HAEMOPHILIA (hemophilia)

What is haemophilia?
Haemophilia is a group of genetic disorders that impair the body's capability to control blood clotting when a blood vessel breaks. Haemophilia is more common in males than females. In fact, females almost never have haemophilia. This is because females have 2 X chromosomes, so the chance of a female having two defective copies of the gene is very low. However, they can still carry it in their genes. There are also different types of haemophilia. Here they are:

There are 3 types of haemophilia:

Haemophilia A
Haemophilia A is the most common type of haemophilia, though it appears in many different forms of mutations.
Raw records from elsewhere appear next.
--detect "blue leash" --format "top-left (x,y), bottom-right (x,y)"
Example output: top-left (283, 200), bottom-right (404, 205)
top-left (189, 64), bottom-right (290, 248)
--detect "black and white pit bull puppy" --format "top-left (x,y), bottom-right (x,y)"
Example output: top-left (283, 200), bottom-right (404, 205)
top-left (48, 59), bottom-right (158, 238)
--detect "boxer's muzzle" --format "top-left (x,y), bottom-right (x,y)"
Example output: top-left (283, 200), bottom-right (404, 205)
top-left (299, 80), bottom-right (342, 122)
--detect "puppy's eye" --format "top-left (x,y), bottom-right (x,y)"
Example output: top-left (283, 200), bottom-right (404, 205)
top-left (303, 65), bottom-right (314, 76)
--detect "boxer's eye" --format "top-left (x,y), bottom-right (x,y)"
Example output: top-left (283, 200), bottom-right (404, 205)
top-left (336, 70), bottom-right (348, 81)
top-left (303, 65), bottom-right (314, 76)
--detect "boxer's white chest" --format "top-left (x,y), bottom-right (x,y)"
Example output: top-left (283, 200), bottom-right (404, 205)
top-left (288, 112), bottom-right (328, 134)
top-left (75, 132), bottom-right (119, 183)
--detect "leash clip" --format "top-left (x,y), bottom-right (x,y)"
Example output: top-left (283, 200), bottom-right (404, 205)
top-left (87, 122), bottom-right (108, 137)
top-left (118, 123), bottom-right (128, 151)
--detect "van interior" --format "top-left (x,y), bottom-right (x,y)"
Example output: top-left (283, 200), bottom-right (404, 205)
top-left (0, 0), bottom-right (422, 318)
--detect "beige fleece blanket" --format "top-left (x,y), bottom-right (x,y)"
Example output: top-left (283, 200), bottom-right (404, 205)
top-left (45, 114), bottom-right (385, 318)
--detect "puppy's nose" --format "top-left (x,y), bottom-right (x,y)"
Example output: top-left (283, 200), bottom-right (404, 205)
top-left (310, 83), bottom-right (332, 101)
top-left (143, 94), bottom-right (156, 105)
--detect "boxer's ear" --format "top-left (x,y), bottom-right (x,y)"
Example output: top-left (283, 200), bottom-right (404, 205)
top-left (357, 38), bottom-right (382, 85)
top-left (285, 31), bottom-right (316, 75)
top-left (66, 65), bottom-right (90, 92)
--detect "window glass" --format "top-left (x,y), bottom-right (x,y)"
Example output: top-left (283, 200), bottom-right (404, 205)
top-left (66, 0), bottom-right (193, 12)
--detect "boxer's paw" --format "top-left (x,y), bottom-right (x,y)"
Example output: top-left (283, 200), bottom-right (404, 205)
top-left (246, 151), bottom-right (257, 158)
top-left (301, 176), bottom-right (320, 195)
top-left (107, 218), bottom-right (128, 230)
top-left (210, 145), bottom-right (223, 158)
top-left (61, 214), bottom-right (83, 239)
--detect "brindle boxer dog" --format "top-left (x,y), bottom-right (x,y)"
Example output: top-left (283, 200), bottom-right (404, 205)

It occurs once in every 5000 to 10,000 male births. It represents 80% of all haemophilia cases. Haemophilia A is usually associated with serious bleeding. It usually bleeds in these areas:
  • joints
  • muscles
  • digestive tract
  • brain
All of these places are also the places with the most serious bleeding.
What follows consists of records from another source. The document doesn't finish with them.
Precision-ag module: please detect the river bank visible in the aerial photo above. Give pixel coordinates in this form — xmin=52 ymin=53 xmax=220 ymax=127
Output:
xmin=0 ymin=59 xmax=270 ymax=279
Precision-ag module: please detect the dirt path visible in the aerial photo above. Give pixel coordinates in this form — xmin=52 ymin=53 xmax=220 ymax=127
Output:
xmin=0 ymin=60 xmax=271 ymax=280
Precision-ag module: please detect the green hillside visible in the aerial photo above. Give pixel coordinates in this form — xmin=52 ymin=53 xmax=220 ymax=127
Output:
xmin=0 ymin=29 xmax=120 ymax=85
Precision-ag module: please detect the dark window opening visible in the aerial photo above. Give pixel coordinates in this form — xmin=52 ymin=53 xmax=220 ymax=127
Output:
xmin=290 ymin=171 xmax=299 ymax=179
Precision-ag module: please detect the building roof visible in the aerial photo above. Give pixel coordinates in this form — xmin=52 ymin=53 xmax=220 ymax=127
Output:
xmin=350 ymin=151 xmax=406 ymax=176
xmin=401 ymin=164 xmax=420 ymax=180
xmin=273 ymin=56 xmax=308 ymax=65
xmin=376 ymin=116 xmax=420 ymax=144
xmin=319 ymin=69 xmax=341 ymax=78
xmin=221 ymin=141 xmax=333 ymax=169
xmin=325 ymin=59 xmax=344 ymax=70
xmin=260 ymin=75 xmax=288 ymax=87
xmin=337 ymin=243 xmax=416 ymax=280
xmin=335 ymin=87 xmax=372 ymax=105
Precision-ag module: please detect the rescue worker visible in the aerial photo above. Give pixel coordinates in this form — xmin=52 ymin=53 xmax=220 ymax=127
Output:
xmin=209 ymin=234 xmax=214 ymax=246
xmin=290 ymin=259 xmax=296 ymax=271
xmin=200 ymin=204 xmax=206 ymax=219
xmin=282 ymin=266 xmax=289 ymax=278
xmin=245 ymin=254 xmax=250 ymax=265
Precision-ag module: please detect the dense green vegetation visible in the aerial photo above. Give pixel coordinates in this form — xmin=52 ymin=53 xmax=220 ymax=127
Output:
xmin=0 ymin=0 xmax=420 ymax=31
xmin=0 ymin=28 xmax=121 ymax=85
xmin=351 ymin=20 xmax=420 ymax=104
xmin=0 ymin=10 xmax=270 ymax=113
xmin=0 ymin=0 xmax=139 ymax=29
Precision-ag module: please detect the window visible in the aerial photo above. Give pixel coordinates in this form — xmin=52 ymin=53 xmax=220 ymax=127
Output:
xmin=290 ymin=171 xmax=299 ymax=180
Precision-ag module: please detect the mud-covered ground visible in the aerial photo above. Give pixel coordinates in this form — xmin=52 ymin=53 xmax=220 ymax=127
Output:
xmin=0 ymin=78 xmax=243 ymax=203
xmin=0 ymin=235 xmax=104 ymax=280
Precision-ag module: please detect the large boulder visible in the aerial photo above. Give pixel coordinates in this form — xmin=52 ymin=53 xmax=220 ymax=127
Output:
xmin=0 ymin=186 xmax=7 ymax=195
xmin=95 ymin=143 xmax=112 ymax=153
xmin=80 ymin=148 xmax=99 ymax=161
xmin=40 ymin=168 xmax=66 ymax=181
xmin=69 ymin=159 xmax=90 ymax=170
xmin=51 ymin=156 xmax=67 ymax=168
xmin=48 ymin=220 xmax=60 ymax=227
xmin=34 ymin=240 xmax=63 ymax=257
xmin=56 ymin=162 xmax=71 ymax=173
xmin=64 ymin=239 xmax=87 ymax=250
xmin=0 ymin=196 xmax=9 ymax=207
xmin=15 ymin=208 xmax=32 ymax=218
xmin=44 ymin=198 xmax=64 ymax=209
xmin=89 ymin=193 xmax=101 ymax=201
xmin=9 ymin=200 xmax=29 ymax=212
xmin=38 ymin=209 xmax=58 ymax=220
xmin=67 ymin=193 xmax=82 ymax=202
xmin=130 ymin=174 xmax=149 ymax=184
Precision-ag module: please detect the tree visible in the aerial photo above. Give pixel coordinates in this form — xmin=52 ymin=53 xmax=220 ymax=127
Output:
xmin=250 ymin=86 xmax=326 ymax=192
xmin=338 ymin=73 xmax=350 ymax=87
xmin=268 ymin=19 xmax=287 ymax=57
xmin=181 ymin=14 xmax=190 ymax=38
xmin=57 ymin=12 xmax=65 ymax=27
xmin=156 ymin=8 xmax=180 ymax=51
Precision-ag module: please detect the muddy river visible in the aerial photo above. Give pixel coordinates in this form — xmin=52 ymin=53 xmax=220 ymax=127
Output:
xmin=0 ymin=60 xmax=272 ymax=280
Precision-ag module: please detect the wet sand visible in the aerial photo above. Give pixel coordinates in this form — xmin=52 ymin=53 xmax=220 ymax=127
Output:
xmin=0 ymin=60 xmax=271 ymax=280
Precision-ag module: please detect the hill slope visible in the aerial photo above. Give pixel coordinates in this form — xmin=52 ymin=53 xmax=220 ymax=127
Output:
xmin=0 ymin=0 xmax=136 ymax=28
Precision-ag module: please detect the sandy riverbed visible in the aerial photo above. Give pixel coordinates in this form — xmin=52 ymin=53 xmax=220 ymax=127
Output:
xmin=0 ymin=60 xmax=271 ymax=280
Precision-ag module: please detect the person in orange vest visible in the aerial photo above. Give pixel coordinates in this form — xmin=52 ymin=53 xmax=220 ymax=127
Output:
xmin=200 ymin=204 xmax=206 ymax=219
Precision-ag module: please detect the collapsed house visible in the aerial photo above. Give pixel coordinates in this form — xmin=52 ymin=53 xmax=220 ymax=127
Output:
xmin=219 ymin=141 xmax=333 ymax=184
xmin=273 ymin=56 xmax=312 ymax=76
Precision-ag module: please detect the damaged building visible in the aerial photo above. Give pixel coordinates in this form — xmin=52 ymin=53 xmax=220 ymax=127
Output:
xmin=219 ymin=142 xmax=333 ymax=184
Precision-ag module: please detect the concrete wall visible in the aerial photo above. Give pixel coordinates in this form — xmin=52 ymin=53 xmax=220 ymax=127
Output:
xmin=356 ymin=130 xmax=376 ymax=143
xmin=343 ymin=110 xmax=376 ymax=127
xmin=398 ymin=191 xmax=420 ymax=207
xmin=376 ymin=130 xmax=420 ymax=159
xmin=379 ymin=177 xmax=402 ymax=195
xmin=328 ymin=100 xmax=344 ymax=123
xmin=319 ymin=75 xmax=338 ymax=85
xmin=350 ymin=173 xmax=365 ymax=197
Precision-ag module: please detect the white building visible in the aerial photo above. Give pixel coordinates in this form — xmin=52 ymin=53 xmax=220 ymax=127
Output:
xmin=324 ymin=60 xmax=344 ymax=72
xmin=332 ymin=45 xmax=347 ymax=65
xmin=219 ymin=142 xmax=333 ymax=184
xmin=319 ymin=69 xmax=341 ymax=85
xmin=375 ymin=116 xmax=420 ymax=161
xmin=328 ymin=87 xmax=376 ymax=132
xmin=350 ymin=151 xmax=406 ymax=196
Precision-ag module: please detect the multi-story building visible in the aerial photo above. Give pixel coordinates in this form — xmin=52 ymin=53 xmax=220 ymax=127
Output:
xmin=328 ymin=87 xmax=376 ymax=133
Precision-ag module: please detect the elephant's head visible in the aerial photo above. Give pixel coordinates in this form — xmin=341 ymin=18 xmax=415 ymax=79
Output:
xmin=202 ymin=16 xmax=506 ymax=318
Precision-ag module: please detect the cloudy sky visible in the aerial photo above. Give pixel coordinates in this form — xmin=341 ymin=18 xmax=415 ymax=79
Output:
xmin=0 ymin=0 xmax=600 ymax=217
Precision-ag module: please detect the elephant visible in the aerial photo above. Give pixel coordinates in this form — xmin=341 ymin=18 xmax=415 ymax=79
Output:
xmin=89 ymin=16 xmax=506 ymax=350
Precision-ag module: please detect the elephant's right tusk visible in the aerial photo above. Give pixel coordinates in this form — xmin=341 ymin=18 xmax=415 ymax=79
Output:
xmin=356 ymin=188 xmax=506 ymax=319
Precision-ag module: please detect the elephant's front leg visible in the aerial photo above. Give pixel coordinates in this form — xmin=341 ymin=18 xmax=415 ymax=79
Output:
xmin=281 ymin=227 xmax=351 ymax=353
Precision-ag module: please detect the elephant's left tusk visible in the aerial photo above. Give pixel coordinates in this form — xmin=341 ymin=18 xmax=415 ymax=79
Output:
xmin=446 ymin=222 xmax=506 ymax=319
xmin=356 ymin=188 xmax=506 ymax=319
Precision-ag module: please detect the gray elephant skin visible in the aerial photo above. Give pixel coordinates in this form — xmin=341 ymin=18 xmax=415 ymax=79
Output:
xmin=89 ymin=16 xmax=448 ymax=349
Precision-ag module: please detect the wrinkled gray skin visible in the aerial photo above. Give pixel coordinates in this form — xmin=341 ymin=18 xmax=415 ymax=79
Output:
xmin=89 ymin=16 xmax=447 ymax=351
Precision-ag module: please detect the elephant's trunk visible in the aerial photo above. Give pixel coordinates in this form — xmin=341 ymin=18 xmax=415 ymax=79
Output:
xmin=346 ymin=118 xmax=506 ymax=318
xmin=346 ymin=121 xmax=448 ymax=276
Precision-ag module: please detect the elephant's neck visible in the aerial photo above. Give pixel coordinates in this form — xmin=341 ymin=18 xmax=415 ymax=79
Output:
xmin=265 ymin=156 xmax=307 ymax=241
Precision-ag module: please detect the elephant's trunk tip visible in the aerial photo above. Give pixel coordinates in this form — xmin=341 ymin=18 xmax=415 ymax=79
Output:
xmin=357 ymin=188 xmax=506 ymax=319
Haemophilia B (Christmas Disease)
Haemophilia B is caused by the mutation of the Factor IX gene. The Factor IX gene deficiency causes an increase for haemorrhage (bleeding). It is less common than Haemophilia A, for it only makes up 20% of the haemophilia cases.

Hameophilia C
Haemophilia C is a mild form of haemophilia. It is the only form of haemophilia which affects both genders. It usually appears in people of Jewish descent. It is very different from haemophilia A and B, because it doesn't cause bleeding of joints. Though it has many forms of mutations, it is by far the most rare form of haemophilia.

Preventing Haemophilia
Currently, about 17,000 people in the USA have haemophilia. How can we prevent this? Most of the time, haemophilia cannot be avoided, since it is hereditary, but you can always avoid activities which may cause bleeding. You can also get a genetic test and seek help from a professional, but avoid medicines that promote bleeding, like asprin.